UCLouvain-CBIO / scp

Single cell proteomics data processing
https://uclouvain-cbio.github.io/scp/index.html
19 stars 2 forks source link

normByType function in advanced usage vignette #37

Closed steveb-123 closed 1 year ago

steveb-123 commented 1 year ago

@cvanderaa After trying to wrap my head around the example rowwise normalisation function in the advanced usage vignette, I think that it may have a bug.

It probably not super important but I tend to stall out on confusing things until I understand them, and since it is an example, rather than the main point of the vignette it probably should be smooth to get past.

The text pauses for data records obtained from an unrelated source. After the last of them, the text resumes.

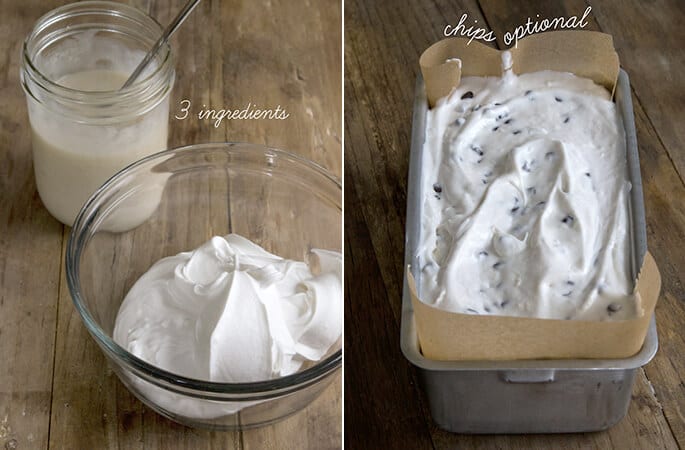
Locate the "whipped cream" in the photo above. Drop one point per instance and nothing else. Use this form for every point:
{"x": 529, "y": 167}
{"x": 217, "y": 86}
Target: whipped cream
{"x": 231, "y": 312}
{"x": 525, "y": 209}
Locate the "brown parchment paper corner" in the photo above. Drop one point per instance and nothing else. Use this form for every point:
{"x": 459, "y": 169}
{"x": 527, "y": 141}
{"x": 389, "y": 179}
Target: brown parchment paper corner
{"x": 448, "y": 336}
{"x": 588, "y": 54}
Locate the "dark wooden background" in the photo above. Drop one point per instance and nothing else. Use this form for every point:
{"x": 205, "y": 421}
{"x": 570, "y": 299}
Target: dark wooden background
{"x": 56, "y": 390}
{"x": 384, "y": 406}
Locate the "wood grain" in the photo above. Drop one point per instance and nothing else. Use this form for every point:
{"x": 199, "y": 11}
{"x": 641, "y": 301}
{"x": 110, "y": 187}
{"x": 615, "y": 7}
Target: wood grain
{"x": 56, "y": 390}
{"x": 383, "y": 43}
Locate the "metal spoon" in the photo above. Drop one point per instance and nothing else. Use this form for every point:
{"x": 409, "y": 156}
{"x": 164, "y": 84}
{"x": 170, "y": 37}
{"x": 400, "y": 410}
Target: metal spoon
{"x": 173, "y": 26}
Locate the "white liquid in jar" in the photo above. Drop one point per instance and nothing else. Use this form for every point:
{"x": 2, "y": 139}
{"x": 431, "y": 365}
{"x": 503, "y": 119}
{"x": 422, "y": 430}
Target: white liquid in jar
{"x": 73, "y": 159}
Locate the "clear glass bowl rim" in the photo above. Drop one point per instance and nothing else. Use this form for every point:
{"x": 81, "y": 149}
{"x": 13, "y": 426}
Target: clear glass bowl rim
{"x": 279, "y": 386}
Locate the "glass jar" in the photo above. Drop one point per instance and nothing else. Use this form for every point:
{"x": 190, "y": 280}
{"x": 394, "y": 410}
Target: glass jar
{"x": 84, "y": 128}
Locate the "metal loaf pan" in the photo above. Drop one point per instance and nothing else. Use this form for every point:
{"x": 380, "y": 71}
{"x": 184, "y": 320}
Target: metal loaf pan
{"x": 525, "y": 396}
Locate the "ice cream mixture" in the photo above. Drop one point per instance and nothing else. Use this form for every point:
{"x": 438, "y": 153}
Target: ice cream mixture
{"x": 230, "y": 311}
{"x": 524, "y": 207}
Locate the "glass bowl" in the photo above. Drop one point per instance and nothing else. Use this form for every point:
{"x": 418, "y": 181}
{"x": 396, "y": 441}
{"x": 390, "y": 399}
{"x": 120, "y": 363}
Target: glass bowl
{"x": 175, "y": 201}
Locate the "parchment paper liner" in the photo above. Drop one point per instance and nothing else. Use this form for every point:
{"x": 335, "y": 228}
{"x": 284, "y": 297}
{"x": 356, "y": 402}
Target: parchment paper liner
{"x": 452, "y": 336}
{"x": 588, "y": 54}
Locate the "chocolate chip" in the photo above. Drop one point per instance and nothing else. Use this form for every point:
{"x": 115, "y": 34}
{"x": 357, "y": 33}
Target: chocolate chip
{"x": 477, "y": 150}
{"x": 614, "y": 307}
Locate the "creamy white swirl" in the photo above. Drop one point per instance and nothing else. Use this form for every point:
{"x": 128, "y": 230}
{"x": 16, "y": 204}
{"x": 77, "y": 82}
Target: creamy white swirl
{"x": 230, "y": 311}
{"x": 525, "y": 200}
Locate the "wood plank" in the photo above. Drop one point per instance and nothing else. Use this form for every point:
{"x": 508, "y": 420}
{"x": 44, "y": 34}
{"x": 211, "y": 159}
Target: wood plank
{"x": 30, "y": 242}
{"x": 217, "y": 69}
{"x": 373, "y": 133}
{"x": 649, "y": 38}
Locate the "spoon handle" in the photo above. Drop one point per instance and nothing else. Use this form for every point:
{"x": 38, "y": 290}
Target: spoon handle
{"x": 170, "y": 29}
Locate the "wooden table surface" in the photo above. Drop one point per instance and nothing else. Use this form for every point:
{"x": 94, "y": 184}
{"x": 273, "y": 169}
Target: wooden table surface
{"x": 384, "y": 405}
{"x": 56, "y": 390}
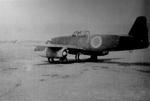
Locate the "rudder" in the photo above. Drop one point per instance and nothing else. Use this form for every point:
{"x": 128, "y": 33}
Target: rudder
{"x": 139, "y": 29}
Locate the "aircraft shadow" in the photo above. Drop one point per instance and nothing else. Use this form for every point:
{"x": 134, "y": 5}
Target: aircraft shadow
{"x": 104, "y": 60}
{"x": 72, "y": 61}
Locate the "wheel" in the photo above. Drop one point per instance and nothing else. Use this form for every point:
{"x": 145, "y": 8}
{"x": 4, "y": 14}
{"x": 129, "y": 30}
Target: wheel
{"x": 50, "y": 60}
{"x": 63, "y": 59}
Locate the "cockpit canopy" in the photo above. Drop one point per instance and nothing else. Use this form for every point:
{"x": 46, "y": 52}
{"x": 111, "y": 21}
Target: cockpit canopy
{"x": 80, "y": 33}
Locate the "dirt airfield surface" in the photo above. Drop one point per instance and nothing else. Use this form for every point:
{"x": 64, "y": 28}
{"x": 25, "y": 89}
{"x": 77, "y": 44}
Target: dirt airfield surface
{"x": 120, "y": 76}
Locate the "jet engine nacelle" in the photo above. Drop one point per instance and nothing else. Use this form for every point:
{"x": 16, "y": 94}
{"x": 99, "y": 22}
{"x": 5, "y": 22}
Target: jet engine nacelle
{"x": 96, "y": 42}
{"x": 50, "y": 52}
{"x": 62, "y": 53}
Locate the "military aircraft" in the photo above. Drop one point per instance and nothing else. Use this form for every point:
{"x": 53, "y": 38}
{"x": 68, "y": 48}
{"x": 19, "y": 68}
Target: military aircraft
{"x": 81, "y": 42}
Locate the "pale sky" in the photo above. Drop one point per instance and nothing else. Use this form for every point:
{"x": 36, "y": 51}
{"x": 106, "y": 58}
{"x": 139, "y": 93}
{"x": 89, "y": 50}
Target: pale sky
{"x": 43, "y": 19}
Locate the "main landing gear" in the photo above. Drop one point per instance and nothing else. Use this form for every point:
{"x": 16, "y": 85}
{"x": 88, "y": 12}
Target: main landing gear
{"x": 61, "y": 59}
{"x": 77, "y": 57}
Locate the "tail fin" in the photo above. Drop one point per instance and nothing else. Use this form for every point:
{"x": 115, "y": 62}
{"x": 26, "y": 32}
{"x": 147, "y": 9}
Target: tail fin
{"x": 139, "y": 29}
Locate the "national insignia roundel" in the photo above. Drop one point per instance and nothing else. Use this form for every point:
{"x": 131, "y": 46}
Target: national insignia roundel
{"x": 96, "y": 41}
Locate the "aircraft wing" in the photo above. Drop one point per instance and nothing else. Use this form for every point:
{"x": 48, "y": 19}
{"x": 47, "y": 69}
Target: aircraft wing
{"x": 43, "y": 46}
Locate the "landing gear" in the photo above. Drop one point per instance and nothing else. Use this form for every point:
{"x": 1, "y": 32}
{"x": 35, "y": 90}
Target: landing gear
{"x": 93, "y": 58}
{"x": 50, "y": 59}
{"x": 63, "y": 59}
{"x": 77, "y": 57}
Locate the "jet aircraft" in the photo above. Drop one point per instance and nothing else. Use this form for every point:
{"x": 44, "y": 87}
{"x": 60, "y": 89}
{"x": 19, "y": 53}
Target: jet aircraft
{"x": 82, "y": 42}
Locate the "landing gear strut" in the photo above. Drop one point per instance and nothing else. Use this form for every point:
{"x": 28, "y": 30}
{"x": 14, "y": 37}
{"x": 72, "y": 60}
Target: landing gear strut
{"x": 77, "y": 57}
{"x": 50, "y": 59}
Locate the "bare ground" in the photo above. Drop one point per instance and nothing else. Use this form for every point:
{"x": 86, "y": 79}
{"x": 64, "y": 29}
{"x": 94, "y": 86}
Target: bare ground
{"x": 120, "y": 76}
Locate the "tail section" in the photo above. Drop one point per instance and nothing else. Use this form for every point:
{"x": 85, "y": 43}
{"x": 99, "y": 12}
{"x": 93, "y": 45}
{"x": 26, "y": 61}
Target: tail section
{"x": 139, "y": 29}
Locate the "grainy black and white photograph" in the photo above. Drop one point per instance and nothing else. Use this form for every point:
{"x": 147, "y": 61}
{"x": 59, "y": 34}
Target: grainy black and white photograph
{"x": 74, "y": 50}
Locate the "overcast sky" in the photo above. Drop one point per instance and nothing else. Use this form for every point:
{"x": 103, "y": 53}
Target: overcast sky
{"x": 43, "y": 19}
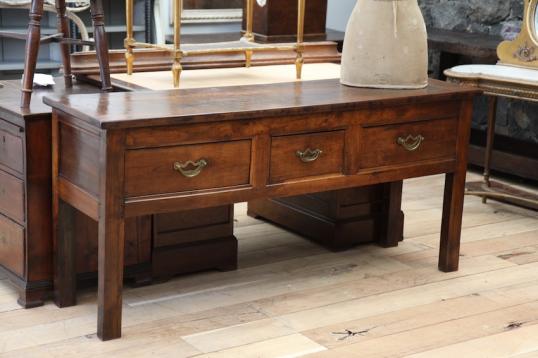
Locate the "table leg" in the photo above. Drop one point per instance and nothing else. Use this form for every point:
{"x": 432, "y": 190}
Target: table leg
{"x": 64, "y": 29}
{"x": 101, "y": 43}
{"x": 32, "y": 50}
{"x": 449, "y": 252}
{"x": 111, "y": 239}
{"x": 492, "y": 115}
{"x": 65, "y": 273}
{"x": 394, "y": 229}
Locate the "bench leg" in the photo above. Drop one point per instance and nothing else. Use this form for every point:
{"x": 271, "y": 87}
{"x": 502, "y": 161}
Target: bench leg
{"x": 64, "y": 29}
{"x": 32, "y": 50}
{"x": 101, "y": 43}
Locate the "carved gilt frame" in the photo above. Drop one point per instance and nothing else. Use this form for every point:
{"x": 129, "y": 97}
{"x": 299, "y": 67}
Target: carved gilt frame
{"x": 523, "y": 50}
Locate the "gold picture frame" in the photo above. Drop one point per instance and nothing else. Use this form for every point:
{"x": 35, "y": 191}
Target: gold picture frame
{"x": 523, "y": 50}
{"x": 245, "y": 45}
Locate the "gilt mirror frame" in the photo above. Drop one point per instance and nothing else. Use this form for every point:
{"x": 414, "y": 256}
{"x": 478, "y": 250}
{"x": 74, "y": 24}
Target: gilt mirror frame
{"x": 532, "y": 20}
{"x": 204, "y": 15}
{"x": 523, "y": 50}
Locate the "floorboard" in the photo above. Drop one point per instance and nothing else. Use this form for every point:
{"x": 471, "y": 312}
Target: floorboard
{"x": 292, "y": 298}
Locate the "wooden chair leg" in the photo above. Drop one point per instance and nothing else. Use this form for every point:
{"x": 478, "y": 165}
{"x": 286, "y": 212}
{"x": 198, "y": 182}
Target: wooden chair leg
{"x": 101, "y": 43}
{"x": 32, "y": 50}
{"x": 64, "y": 29}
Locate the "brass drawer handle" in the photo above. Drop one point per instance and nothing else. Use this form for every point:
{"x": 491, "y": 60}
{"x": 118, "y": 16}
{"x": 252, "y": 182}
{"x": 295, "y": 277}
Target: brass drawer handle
{"x": 309, "y": 155}
{"x": 411, "y": 143}
{"x": 191, "y": 173}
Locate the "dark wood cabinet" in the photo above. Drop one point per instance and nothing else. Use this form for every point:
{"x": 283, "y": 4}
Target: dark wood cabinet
{"x": 156, "y": 246}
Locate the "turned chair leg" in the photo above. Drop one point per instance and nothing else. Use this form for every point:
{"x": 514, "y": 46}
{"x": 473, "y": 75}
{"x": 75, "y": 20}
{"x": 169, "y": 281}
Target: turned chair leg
{"x": 32, "y": 50}
{"x": 101, "y": 43}
{"x": 64, "y": 29}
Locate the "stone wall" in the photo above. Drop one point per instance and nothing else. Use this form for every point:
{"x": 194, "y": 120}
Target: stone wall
{"x": 499, "y": 17}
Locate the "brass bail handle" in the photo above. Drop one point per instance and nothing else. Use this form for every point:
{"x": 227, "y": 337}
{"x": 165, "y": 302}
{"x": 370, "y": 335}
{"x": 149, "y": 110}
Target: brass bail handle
{"x": 197, "y": 166}
{"x": 411, "y": 143}
{"x": 309, "y": 155}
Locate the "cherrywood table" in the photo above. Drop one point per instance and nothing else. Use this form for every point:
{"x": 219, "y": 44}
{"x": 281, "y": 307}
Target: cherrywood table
{"x": 121, "y": 155}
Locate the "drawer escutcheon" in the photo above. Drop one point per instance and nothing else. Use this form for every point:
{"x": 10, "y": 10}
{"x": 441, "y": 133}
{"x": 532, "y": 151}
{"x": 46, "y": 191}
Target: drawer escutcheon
{"x": 191, "y": 173}
{"x": 411, "y": 143}
{"x": 309, "y": 155}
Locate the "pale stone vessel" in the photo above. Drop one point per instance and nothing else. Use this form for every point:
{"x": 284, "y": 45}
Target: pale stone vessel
{"x": 386, "y": 45}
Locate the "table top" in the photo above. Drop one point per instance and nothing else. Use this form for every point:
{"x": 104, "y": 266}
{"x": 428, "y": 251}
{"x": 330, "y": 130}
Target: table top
{"x": 145, "y": 109}
{"x": 10, "y": 99}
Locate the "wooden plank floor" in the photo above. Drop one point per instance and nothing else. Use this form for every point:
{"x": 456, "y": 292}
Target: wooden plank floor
{"x": 292, "y": 298}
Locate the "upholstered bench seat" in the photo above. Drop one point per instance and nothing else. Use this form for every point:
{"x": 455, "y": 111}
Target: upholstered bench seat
{"x": 502, "y": 73}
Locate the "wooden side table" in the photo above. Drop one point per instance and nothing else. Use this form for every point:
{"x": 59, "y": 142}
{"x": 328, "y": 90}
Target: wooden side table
{"x": 515, "y": 76}
{"x": 34, "y": 39}
{"x": 143, "y": 153}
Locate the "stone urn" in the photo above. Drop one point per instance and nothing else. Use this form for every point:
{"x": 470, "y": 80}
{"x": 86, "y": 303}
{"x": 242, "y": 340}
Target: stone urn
{"x": 385, "y": 46}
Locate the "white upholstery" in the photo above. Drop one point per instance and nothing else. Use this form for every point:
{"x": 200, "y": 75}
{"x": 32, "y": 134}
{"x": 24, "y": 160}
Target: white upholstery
{"x": 238, "y": 76}
{"x": 496, "y": 72}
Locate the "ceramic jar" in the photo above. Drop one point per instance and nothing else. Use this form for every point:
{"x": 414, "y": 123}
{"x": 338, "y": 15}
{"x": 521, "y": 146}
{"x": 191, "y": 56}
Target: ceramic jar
{"x": 385, "y": 45}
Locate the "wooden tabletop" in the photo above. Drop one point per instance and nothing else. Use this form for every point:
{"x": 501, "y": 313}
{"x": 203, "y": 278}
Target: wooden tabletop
{"x": 143, "y": 109}
{"x": 10, "y": 99}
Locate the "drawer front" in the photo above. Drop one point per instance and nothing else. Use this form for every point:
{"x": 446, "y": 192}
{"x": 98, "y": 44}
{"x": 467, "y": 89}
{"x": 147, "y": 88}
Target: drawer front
{"x": 408, "y": 143}
{"x": 11, "y": 149}
{"x": 12, "y": 246}
{"x": 12, "y": 197}
{"x": 186, "y": 168}
{"x": 306, "y": 155}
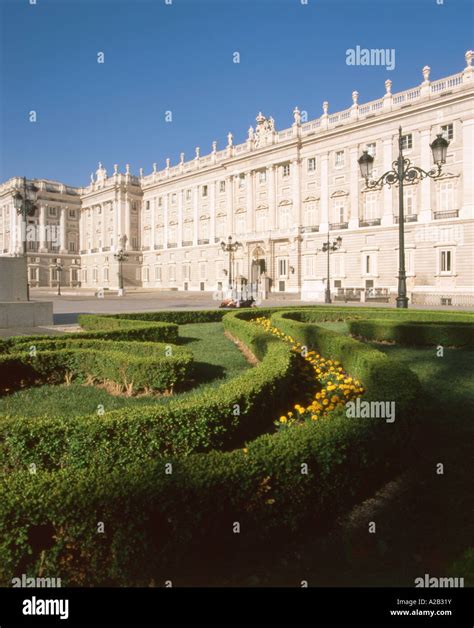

The function as written is this:

normByType <- function(x, type) {
    ## Check argument
    stopifnot(length(type) == ncol(x))
    ## Normalize for each type separately
    for (i in type) {
        ## Get normalization factor
        nf <- rowMedians(x[, type == i], na.rm = TRUE)
        ## Perform normalization
        x[, type == i] <- x[, type == i] / nf
    }
    ## Return normalized data
    x
}

The logic of the iteration confused me somewhat... as far as I could tell the same values were computed repeatedly. I came to think actually the following should be the direct equivalent (without duplicate computations), and it also made sense to me much more intuitively:

normByType <- function(x, type) {
    ## Check argument
    stopifnot(length(type) == ncol(x))
    ## Normalize for each type separately
    for (i in unique(type)) {         ## <---- CHANGE
        ## Get normalization factor
        nf <- rowMedians(x[, type == i], na.rm = TRUE)
        ## Perform normalization
        x[, type == i] <- x[, type == i] / nf
    }
    ## Return normalized data
    x
}

However, when I tested things, the second function version actually appeared to not arrive at the same value. So I delved a little deeper and explicitly tested my suspicions.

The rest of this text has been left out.